Şevket Kazan'dan Tayyip Erdoğan'a fısıldanan ağır sözler? 

Geçtiğimiz hafta.
Yer: Türk İş Genel Kurulu’nun yapıldığı salon.
İktidarla muhalefet mensupları ön koltuklarda yerini almış.
Başbakan salona giriyor ve kürsüye çıkıyor.
Uzun konuşmasında konu IMF’ye geliyor.
Erdoğan IMF bağlamında partisine yöneltilen eleştirileri cevaplarken şu sözleri ediyor:
- “IMF ile ilişkiyi sürdürüyoruz diye bizi topa tutuyorlar. Söyler misiniz bugüne kadar hangi iktidar, hangi hükümet bundan kaçındı? IMF kurulalı beri Türkiye’de hükümet olan bütün siyasi kadroların bu kurumla ilişkisi olmuştur. Hal bu iken şimdi hiç sıkılmadan bizi eleştiriyorlar.”
Başbakan konuşmasını bitiriyor ve kürsüden inerek protokoldekilerin ellerini tek tek sıkarak salonu terke hazırlanıyor.
El sıkma sırası Saadet Partisi Genel Başkanı Recai Kutan’ın yanında oturan Adalet eski Bakanı Şevket Kazan’a gelince Şevket Bey aynen şu sözleri ediyor:
- “Sayın Başbakan size bir şey söylemek istiyorum. Sözümü bitirmeden de elinizi bırakmayacağım.”
Erdoğan: “Buyurun Şevket Bey sizi dinliyorum.”
Kazan: “Sayın Başbakan konuşmanızda bize çok haksızlık ettiniz. Yüreğimizi kanattınız.”
Başbakan: “Ne demişim?”
Kazan: “Önünüze konan camdan okuduklarınızda bize büyük haksızlık yaptınız..”

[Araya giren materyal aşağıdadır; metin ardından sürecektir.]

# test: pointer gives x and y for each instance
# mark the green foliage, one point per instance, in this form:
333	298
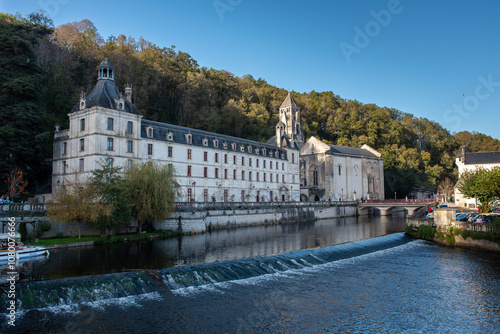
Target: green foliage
152	190
483	184
43	227
110	185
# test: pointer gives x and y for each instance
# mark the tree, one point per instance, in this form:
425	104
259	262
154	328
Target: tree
77	202
483	184
152	191
112	191
16	184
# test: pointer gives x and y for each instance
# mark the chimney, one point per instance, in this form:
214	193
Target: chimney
128	92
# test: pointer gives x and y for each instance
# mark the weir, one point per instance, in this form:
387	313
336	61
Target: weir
62	292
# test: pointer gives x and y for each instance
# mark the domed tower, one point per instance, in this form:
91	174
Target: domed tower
290	116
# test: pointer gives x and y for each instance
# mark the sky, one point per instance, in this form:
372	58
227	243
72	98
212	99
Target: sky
434	59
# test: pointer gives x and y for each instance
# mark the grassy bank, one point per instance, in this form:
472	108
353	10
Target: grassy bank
98	239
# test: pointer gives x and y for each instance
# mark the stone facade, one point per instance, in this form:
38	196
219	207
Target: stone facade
468	161
331	172
210	167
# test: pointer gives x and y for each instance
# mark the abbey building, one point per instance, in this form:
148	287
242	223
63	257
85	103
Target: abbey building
211	167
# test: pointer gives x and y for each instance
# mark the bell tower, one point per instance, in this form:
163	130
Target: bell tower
290	116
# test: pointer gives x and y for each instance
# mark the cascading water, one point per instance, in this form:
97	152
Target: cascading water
60	292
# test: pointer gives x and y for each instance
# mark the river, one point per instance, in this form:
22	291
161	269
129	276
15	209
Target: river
330	276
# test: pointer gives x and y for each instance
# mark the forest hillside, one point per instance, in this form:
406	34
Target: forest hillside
44	69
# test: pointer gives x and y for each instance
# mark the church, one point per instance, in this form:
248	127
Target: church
210	167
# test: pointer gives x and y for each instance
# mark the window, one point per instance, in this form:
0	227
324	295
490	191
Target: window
110	144
111	124
130	127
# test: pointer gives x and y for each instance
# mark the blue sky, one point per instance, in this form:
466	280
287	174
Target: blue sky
433	59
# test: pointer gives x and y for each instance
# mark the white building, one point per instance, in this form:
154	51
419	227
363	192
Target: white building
467	161
211	167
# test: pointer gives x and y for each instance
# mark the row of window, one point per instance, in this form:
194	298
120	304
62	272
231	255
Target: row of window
272	177
110	125
189	140
244	197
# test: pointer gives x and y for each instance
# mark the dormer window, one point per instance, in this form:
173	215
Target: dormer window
149	132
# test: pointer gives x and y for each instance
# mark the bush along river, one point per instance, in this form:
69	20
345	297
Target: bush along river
339	275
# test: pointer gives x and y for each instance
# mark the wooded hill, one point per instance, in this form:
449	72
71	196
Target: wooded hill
44	69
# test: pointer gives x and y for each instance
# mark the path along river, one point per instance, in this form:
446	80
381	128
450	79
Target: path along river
331	276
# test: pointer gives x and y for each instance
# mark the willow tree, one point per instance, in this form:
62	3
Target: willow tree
77	202
483	184
152	189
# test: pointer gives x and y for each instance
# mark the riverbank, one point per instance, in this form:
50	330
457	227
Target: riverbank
54	243
445	230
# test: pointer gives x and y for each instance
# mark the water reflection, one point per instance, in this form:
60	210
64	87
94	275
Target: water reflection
222	245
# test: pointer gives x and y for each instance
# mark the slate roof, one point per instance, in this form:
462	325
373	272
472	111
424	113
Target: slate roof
103	95
161	131
335	149
285	142
482	158
289	101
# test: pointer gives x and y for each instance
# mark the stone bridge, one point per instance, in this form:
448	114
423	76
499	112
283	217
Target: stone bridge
386	206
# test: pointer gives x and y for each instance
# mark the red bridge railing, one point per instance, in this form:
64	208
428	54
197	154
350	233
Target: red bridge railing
416	200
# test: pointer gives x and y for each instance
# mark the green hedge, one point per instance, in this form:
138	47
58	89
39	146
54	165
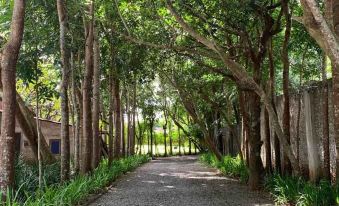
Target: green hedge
79	188
284	189
288	190
229	166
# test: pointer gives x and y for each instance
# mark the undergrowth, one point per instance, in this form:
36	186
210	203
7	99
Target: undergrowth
229	166
78	189
286	190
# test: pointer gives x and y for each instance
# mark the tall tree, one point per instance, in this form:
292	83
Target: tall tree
86	94
286	71
96	102
65	56
326	34
9	60
117	116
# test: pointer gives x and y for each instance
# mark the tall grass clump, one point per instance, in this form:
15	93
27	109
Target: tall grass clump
287	190
229	166
78	189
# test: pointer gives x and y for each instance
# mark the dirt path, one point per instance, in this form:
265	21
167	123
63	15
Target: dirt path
179	181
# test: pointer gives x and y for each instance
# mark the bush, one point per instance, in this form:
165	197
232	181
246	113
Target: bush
26	178
230	166
297	191
78	189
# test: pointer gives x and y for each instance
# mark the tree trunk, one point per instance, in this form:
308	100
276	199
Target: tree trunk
245	123
86	92
286	69
271	95
65	57
123	139
128	111
80	121
76	109
133	117
179	141
117	116
255	163
110	118
8	78
165	134
326	140
151	133
96	103
170	137
268	144
245	79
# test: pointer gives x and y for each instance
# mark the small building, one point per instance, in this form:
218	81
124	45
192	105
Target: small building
51	131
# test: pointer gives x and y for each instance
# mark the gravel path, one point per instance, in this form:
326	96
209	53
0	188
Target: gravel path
179	181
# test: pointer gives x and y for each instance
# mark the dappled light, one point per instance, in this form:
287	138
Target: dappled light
169	102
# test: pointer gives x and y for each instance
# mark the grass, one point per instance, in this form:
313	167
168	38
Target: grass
285	190
229	166
78	189
288	190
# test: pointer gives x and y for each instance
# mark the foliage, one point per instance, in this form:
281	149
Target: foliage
26	177
78	189
297	191
230	166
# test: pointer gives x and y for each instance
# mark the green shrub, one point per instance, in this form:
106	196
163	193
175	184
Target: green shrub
230	166
296	191
26	177
78	189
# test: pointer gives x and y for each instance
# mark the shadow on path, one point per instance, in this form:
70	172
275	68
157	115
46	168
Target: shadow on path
179	181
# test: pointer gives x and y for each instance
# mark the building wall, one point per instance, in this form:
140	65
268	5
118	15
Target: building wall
51	130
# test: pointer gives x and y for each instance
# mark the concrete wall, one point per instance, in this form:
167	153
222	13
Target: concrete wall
51	130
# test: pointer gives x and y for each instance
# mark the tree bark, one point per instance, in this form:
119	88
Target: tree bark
86	99
243	77
170	137
165	131
76	109
110	117
286	69
9	60
133	116
123	139
117	116
65	57
179	141
268	144
96	103
326	138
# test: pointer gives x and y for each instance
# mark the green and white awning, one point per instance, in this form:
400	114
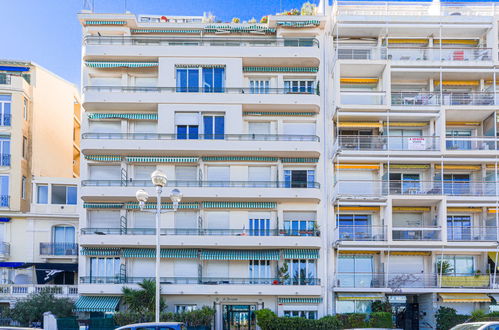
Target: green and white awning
97	304
105	22
106	252
239	158
299	160
299	23
239	205
299	300
267	113
300	254
90	205
280	69
135	205
103	158
162	159
104	64
240	254
165	31
165	253
144	116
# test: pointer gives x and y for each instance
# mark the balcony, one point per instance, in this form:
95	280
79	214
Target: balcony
23	290
58	249
383	143
411	280
360	233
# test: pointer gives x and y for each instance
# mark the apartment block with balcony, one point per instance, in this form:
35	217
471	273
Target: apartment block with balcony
231	113
37	167
414	112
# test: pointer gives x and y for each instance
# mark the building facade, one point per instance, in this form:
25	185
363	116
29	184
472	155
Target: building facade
326	161
38	194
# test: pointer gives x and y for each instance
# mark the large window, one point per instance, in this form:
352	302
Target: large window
64	194
5	109
302	271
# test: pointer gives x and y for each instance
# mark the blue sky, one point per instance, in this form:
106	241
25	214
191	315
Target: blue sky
48	33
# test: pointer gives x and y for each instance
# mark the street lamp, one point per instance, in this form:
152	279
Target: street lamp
159	180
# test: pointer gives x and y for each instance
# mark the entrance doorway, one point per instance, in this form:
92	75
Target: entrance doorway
239	317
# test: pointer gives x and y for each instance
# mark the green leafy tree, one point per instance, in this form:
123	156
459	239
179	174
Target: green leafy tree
31	308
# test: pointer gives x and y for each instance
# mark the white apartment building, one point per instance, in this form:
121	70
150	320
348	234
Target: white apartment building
326	161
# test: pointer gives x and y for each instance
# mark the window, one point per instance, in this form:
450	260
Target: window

Başbakan: “Eleştiriniz hangi konuda?
Kazan: ” Bugüne kadar iktidar olan herkesin IMF ile ilişkisi vardı dediniz. Siz de o zaman bizimle beraberdiniz. İnsaf ile iz’an ile söyleyin, 1996 yılında Hocamızın Başbakan olduğu Refahyol iktidarında IMF ile zerre bir ilişki kurulmuş mudur? Hayır kurulmamıştır. Ama siz tersini söylüyorsunuz. Bu haksızlık değil mi?
Erdoğan bozulur ve şu karşılığı verir.
“Söylediğiniz bitti ise elimi bırakır mısınız.”
Kazan:
- “Elbette bırakacağım sayın Başbakan. Ama biliniz ki yüreğimizi kanattınız.”
Evet yaşanan sahne aynen böyledir.
Yani aktardıklarımız tiyatro değil, bire bir yaşanmıştır.
Bunu bize anlatan da olaya şahit olan ve önceki gün Ankara Büromuzda bizi ziyarete gelen Saadet Partisi’nin Genel Başkanı Sayın Recai Kutan’dır.
Bu hadisenin yorumunu size bıraktıktan sonra Recai Bey’le yaptığımız sohbetten bir kesit sunmak isteriz. Diyalogumuz şöyle:
- Sayın Kutan, Sayın Erdoğan siz eski siyasi büyüklerini hiç aramıyor mu?
- Hayır bir kez olsun aramadı.
- Peki ya Sayın Erbakan’ı bayramlarda falan aramıyor mu?
-Hayır hayır, 5 yılda hanımefendinin vefat taziyesi dışında bir kez olsun aramadı.
- Peki siz bunu vefasızlık olarak görüyor musunuz?
- Bunun takdirini milletimize bırakıyorum. Ama bir şeyi söylemeliyim.
- Nedir o?
-Recap Tayyip Bey, Erbakan Hocamız olmasaydı şimdi Kasımpaşa’da hâlâ muhasebecilik yapıyor olurdu.. Sadece o da değil, diğerleri de öyle. Mesela Sayın Gül, Hocamız elinden tutmasayd hâlâ İslam Kalkınma Bankası’nda dördüncü seviyede bir kâtipti.
- Tayyip Bey neden muhasebeci olarak kalırdı?
- İşi oydu da ondan. Belki muhasebe bürosunu genişletir ve esnaf olabilirdi. O kadar. Hocamız onu elinden tuttu ve buralara geldi. Bu hepimiz için geçerlidir. Hal bu iken senede bir kez olsun, sizi bu noktalara getiren ya da sebebi vesileniz olan birine bayramınız mübarek olsun hocam demek yok mu?. Yazık çok yazık.
Recai Bey’in anlattığı diğer ilginç anekdotları başka bir yazımızda sunacağız.